It is interesting to note that the theoretical underpinnings of CWA by Reiter[5] began to be understood about the same time (1978) that data federation and knowledge representation (KR) activities also began to come to the fore. CWA and later work on (for example) default reasoning[3] appeared to have informed early work in description logics and its alternative OWA approach. This heavily influenced the development of the semantic Web languages RDF and OWL. However, the early path toward KM work based on the relational model also appears to have been set in this timeframe.

We are still reaping the whirlwind from this unfortunate early choice of the relational model for KR, KM and BI purposes. Moreover, though there is quite a bit of theoretical and logical discussion of the alternative OWA and CWA data models, there are surprisingly few discussions of what the implications are of these models.

The Knowledge Management Argument for OWA

The above should make clear that the relational model and CWA are appropriate for defined and bounded systems. However, many of the new knowledge economy challenges are anything but defined and bounded. These applications all reside in the broad category of knowledge management (KM), and include such applications as data federation, data warehousing, enterprise information integration, business intelligence, competitive intelligence, knowledge representation, and so forth.

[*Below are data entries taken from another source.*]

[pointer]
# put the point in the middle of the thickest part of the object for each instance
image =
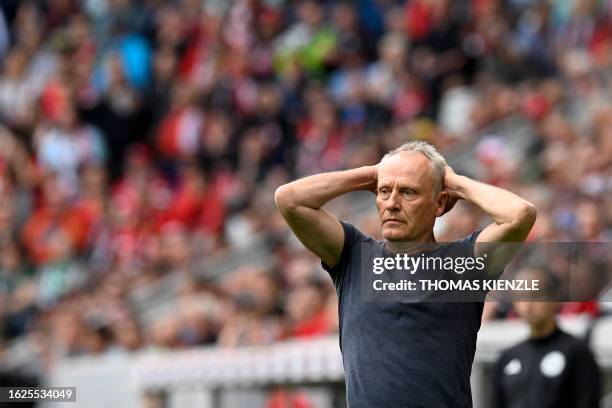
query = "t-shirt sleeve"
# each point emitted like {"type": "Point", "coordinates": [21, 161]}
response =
{"type": "Point", "coordinates": [351, 239]}
{"type": "Point", "coordinates": [498, 397]}
{"type": "Point", "coordinates": [586, 381]}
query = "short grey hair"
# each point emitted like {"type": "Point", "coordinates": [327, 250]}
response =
{"type": "Point", "coordinates": [438, 162]}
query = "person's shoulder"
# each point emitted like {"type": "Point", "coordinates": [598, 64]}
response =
{"type": "Point", "coordinates": [514, 350]}
{"type": "Point", "coordinates": [465, 245]}
{"type": "Point", "coordinates": [572, 342]}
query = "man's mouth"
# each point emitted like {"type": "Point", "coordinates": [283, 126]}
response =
{"type": "Point", "coordinates": [392, 220]}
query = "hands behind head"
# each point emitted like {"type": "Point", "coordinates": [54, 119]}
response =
{"type": "Point", "coordinates": [450, 187]}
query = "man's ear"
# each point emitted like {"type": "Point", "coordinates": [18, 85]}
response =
{"type": "Point", "coordinates": [441, 203]}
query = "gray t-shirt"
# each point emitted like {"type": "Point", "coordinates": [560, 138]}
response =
{"type": "Point", "coordinates": [402, 354]}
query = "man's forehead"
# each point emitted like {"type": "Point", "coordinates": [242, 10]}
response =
{"type": "Point", "coordinates": [405, 164]}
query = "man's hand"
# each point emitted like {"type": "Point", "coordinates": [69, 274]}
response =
{"type": "Point", "coordinates": [300, 205]}
{"type": "Point", "coordinates": [450, 186]}
{"type": "Point", "coordinates": [373, 184]}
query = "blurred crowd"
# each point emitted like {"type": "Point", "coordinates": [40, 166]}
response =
{"type": "Point", "coordinates": [140, 137]}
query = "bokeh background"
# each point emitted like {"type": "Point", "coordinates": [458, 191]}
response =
{"type": "Point", "coordinates": [141, 142]}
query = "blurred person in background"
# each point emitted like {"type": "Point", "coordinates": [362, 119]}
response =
{"type": "Point", "coordinates": [551, 368]}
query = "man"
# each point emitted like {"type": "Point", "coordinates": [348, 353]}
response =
{"type": "Point", "coordinates": [401, 354]}
{"type": "Point", "coordinates": [550, 368]}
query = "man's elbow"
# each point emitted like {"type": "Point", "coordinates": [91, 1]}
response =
{"type": "Point", "coordinates": [526, 216]}
{"type": "Point", "coordinates": [284, 199]}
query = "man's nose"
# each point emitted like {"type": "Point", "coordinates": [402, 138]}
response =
{"type": "Point", "coordinates": [393, 202]}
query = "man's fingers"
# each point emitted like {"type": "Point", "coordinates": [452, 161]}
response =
{"type": "Point", "coordinates": [450, 203]}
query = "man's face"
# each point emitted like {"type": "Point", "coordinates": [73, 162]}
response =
{"type": "Point", "coordinates": [406, 206]}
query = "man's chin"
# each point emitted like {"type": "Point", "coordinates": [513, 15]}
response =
{"type": "Point", "coordinates": [393, 234]}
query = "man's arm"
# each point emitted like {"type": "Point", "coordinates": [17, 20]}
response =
{"type": "Point", "coordinates": [300, 204]}
{"type": "Point", "coordinates": [512, 216]}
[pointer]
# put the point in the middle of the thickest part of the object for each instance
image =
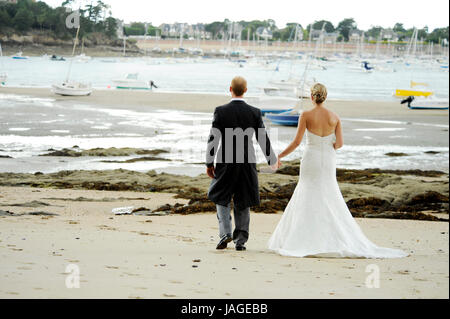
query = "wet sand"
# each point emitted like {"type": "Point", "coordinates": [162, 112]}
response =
{"type": "Point", "coordinates": [174, 256]}
{"type": "Point", "coordinates": [155, 256]}
{"type": "Point", "coordinates": [198, 102]}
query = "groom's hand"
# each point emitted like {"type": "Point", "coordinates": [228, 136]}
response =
{"type": "Point", "coordinates": [210, 171]}
{"type": "Point", "coordinates": [277, 165]}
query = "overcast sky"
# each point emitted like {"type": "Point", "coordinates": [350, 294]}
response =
{"type": "Point", "coordinates": [367, 13]}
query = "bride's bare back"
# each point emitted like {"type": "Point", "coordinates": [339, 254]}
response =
{"type": "Point", "coordinates": [318, 121]}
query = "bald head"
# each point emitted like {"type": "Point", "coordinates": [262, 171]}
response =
{"type": "Point", "coordinates": [238, 86]}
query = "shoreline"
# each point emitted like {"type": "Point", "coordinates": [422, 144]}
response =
{"type": "Point", "coordinates": [173, 256]}
{"type": "Point", "coordinates": [206, 102]}
{"type": "Point", "coordinates": [371, 193]}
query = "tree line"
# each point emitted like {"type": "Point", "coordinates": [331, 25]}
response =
{"type": "Point", "coordinates": [28, 15]}
{"type": "Point", "coordinates": [96, 17]}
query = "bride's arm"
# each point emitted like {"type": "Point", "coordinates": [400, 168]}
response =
{"type": "Point", "coordinates": [339, 136]}
{"type": "Point", "coordinates": [298, 138]}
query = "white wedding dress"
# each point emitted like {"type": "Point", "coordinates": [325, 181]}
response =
{"type": "Point", "coordinates": [317, 221]}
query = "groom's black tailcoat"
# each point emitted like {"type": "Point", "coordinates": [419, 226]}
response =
{"type": "Point", "coordinates": [236, 177]}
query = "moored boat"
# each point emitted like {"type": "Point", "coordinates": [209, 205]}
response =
{"type": "Point", "coordinates": [131, 81]}
{"type": "Point", "coordinates": [72, 89]}
{"type": "Point", "coordinates": [415, 103]}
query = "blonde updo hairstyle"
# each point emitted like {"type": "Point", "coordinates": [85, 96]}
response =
{"type": "Point", "coordinates": [319, 93]}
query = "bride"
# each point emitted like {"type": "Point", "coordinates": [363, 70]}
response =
{"type": "Point", "coordinates": [317, 222]}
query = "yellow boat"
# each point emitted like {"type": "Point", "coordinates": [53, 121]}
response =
{"type": "Point", "coordinates": [413, 92]}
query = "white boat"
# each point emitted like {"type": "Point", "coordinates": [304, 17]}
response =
{"type": "Point", "coordinates": [131, 81]}
{"type": "Point", "coordinates": [289, 88]}
{"type": "Point", "coordinates": [82, 58]}
{"type": "Point", "coordinates": [19, 56]}
{"type": "Point", "coordinates": [421, 103]}
{"type": "Point", "coordinates": [272, 104]}
{"type": "Point", "coordinates": [3, 75]}
{"type": "Point", "coordinates": [72, 89]}
{"type": "Point", "coordinates": [3, 78]}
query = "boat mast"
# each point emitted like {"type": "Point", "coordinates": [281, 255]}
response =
{"type": "Point", "coordinates": [73, 54]}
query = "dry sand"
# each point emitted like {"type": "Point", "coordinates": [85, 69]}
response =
{"type": "Point", "coordinates": [198, 102]}
{"type": "Point", "coordinates": [153, 257]}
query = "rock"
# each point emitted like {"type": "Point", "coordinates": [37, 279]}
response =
{"type": "Point", "coordinates": [6, 213]}
{"type": "Point", "coordinates": [394, 154]}
{"type": "Point", "coordinates": [41, 214]}
{"type": "Point", "coordinates": [139, 159]}
{"type": "Point", "coordinates": [33, 204]}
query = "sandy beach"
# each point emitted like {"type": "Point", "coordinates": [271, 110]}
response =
{"type": "Point", "coordinates": [174, 256]}
{"type": "Point", "coordinates": [49, 221]}
{"type": "Point", "coordinates": [197, 102]}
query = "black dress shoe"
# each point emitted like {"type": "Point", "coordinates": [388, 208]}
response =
{"type": "Point", "coordinates": [223, 243]}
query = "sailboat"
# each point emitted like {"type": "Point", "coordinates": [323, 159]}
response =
{"type": "Point", "coordinates": [422, 89]}
{"type": "Point", "coordinates": [19, 56]}
{"type": "Point", "coordinates": [72, 88]}
{"type": "Point", "coordinates": [3, 75]}
{"type": "Point", "coordinates": [82, 57]}
{"type": "Point", "coordinates": [420, 103]}
{"type": "Point", "coordinates": [131, 81]}
{"type": "Point", "coordinates": [290, 118]}
{"type": "Point", "coordinates": [294, 87]}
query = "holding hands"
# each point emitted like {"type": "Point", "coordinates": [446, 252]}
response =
{"type": "Point", "coordinates": [277, 165]}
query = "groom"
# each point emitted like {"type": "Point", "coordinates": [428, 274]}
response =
{"type": "Point", "coordinates": [235, 175]}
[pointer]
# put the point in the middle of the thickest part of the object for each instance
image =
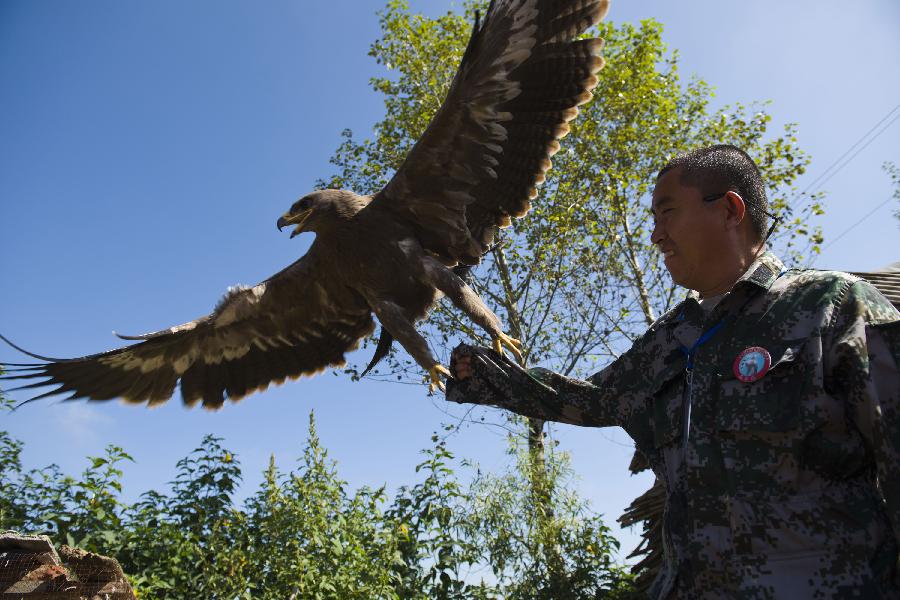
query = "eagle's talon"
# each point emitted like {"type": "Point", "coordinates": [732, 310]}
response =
{"type": "Point", "coordinates": [434, 373]}
{"type": "Point", "coordinates": [514, 345]}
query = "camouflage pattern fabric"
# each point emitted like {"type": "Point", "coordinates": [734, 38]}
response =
{"type": "Point", "coordinates": [782, 480]}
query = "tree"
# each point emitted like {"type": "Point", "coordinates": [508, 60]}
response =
{"type": "Point", "coordinates": [577, 280]}
{"type": "Point", "coordinates": [894, 173]}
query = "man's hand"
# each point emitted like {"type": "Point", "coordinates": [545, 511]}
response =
{"type": "Point", "coordinates": [460, 364]}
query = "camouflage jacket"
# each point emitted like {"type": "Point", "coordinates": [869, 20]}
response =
{"type": "Point", "coordinates": [779, 448]}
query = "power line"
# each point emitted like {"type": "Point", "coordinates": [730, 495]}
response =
{"type": "Point", "coordinates": [819, 179]}
{"type": "Point", "coordinates": [863, 147]}
{"type": "Point", "coordinates": [863, 218]}
{"type": "Point", "coordinates": [851, 153]}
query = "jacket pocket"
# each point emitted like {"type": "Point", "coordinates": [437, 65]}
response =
{"type": "Point", "coordinates": [667, 390]}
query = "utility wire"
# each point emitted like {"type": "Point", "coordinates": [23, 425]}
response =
{"type": "Point", "coordinates": [824, 176]}
{"type": "Point", "coordinates": [864, 217]}
{"type": "Point", "coordinates": [851, 153]}
{"type": "Point", "coordinates": [863, 147]}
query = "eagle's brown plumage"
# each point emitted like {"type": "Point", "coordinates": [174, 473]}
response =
{"type": "Point", "coordinates": [520, 81]}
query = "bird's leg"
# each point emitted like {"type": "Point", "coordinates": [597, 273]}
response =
{"type": "Point", "coordinates": [465, 298]}
{"type": "Point", "coordinates": [514, 345]}
{"type": "Point", "coordinates": [435, 373]}
{"type": "Point", "coordinates": [395, 320]}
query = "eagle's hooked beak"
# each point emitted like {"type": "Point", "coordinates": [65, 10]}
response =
{"type": "Point", "coordinates": [290, 219]}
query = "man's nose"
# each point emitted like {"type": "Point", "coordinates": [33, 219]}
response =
{"type": "Point", "coordinates": [657, 234]}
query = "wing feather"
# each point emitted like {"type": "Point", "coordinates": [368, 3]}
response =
{"type": "Point", "coordinates": [294, 323]}
{"type": "Point", "coordinates": [521, 80]}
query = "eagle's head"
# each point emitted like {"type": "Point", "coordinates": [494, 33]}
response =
{"type": "Point", "coordinates": [318, 211]}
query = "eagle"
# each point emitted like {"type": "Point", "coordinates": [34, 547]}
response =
{"type": "Point", "coordinates": [392, 254]}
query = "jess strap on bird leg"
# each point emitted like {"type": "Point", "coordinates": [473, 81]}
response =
{"type": "Point", "coordinates": [496, 380]}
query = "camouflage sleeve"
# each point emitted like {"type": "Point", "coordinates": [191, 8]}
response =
{"type": "Point", "coordinates": [862, 362]}
{"type": "Point", "coordinates": [537, 393]}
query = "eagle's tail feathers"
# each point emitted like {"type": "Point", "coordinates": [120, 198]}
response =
{"type": "Point", "coordinates": [385, 340]}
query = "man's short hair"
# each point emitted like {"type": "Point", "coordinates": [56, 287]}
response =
{"type": "Point", "coordinates": [723, 168]}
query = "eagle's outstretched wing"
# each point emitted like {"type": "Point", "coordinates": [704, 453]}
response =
{"type": "Point", "coordinates": [520, 81]}
{"type": "Point", "coordinates": [297, 322]}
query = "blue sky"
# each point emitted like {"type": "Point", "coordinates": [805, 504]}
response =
{"type": "Point", "coordinates": [148, 148]}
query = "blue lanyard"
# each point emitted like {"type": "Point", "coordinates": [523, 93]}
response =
{"type": "Point", "coordinates": [689, 378]}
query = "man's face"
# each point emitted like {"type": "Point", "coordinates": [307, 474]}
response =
{"type": "Point", "coordinates": [689, 232]}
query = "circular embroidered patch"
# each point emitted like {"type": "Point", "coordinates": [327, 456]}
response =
{"type": "Point", "coordinates": [751, 364]}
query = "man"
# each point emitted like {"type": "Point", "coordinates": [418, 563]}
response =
{"type": "Point", "coordinates": [767, 402]}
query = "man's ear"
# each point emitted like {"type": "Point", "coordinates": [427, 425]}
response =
{"type": "Point", "coordinates": [736, 209]}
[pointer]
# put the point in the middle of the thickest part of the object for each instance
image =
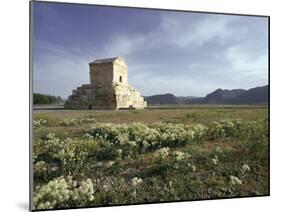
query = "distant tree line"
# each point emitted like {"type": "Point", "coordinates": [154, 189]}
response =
{"type": "Point", "coordinates": [39, 99]}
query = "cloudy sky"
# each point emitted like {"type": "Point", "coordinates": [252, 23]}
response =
{"type": "Point", "coordinates": [166, 52]}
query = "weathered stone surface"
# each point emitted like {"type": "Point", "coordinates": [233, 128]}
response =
{"type": "Point", "coordinates": [109, 88]}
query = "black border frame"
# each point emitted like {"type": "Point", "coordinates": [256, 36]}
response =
{"type": "Point", "coordinates": [129, 7]}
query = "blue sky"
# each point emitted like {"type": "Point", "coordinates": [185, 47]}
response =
{"type": "Point", "coordinates": [182, 53]}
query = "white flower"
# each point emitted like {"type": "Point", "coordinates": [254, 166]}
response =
{"type": "Point", "coordinates": [246, 168]}
{"type": "Point", "coordinates": [193, 168]}
{"type": "Point", "coordinates": [215, 160]}
{"type": "Point", "coordinates": [235, 180]}
{"type": "Point", "coordinates": [162, 153]}
{"type": "Point", "coordinates": [136, 181]}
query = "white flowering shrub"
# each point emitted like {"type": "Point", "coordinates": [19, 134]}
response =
{"type": "Point", "coordinates": [162, 153]}
{"type": "Point", "coordinates": [133, 163]}
{"type": "Point", "coordinates": [39, 123]}
{"type": "Point", "coordinates": [63, 192]}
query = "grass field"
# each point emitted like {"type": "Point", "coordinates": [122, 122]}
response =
{"type": "Point", "coordinates": [93, 158]}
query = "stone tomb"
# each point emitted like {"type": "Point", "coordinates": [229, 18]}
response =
{"type": "Point", "coordinates": [108, 90]}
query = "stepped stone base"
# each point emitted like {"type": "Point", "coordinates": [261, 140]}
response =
{"type": "Point", "coordinates": [106, 92]}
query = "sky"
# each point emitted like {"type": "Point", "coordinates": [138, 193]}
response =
{"type": "Point", "coordinates": [183, 53]}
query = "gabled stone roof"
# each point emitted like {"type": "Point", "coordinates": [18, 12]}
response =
{"type": "Point", "coordinates": [106, 60]}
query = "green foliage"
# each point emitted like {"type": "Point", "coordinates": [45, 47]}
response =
{"type": "Point", "coordinates": [43, 99]}
{"type": "Point", "coordinates": [88, 163]}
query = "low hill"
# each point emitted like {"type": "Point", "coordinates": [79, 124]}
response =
{"type": "Point", "coordinates": [258, 95]}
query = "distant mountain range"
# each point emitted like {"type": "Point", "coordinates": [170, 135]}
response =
{"type": "Point", "coordinates": [258, 95]}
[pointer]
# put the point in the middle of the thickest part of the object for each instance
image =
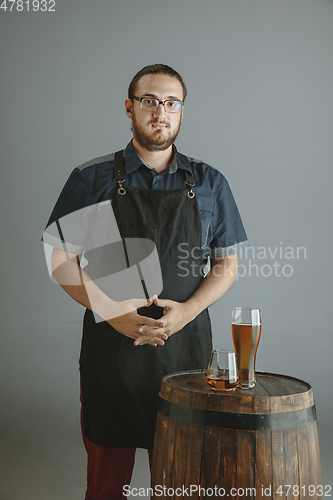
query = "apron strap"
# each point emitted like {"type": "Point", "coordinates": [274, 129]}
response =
{"type": "Point", "coordinates": [119, 173]}
{"type": "Point", "coordinates": [188, 178]}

Let’s looks at the characteristics of such knowledge systems and why they are more appropriately modeled through the open world assumption (OWA) rather than the relational model and CWA:

  • Knowledge is never complete — gaining and using knowledge is a process, and is never complete. A completeness assumption around knowledge is by definition inappropriate
  • Knowledge is found in structured, semi-structured and unstructured forms — structured databases represent only a portion of structured information in the enterprise (spreadsheets and other non-relational datastores provide the remainder). Further, general estimates are that 80% of information available to enterprises reside in documents, with a growing importance to metadata, Web pages, markup documents and other semi-structured sources. A proper data model for knowledge representation should be equally applicable to these various information forms; the open semantic language of RDF is specifically designed for this purpose
  • Knowledge can be found anywhere — the open world assumption does not imply open information only. However, it is also just as true that relevant information about customers, products, competitors, the environment or virtually any knowledge-based topic can also not be gained via internal information alone. The emergence of the Internet and the universal availability and access to mountains of public and shared information demands its thoughtful incorporation into KM systems. This requirement, in turn, demands OWA data models
  • Knowledge structure evolves with the incorporation of more information — our ability to describe and understand the world or our problems at hand requires inspection, description and definition. Birdwatchers, botanists and experts in all domains know well how inspection and study of specific domains leads to more discerning understanding and “seeing” of that domain. Before learning, everything is just a shade of green or a herb, shrub or tree to the incipient botanist; eventually, she learns how to discern entire families and individual plant species, all accompanied by a rich domain language. This truth of how increased knowledge leads to more structure and more vocabulary needs to be explicitly reflected in our KM systems
  • Knowledge is contextual — the importance or meaning of given information changes by perspective and context. Further, exactly the same information may be used differently or given different importance depending on circumstance. Still further, what is important to describe (the “attributes”) about certain information also varies by context and perspective. Large knowledge management initiatives that attempt to use the relational model and single perspectives or schema to capture this information are doomed in one of two ways: either they fail to capture the relevant perspectives of some users; or they take forever and massive dollars and effort to embrace all relevant stakeholders’ contexts
  • Knowledge should be coherentcoherence is the state of having internal logical consistency. A library of books organized by the Dewey Decimal Classification v. the Library of Congress Classification v. the Colon classification system (or others) is not inherently correct or wrong, but it is important that whatever system is used be applied consistently. Because of the power of OWA logics in inferencing and entailments, whatever “world” is chosen for a given knowledge representation should be coherent. Fantasies such as Avatar and the Lord of the Rings trilogy, even though not real, can be made believable and compelling by virtue of their coherence
  • Knowledge is about connections — the epistemological nature of knowledge can be argued endlessly, but I submit much of what distinguishes knowledge from information is that knowledge makes the connections between disparate pieces of relevant information. As these relationships accrete, the knowledge base grows. Again, RDF and the open world approach are essentially connective in nature. New connections and relationships tend to break brittle relational models, and
  • Knowledge is about its users defining its structure and use — since knowledge is a state of understanding by practitioners and experts in a given domain, it is also important that those very same users be active in its gathering, organization (structure) and use. Data models that allow more direct involvement and authoring and modification by users — as is inherently the case with RDF and OWA approaches — bring the knowledge process closer to hand. Besides this ability to manipulate the model directly, there are also the immediacy advantages of incremental changes, tests and tweaks of the OWA model. The schema consensus and delays from single-world views inherent to CWA remove this immediacy, and often result in delays of months or years before knowledge structures can actually be used and tested.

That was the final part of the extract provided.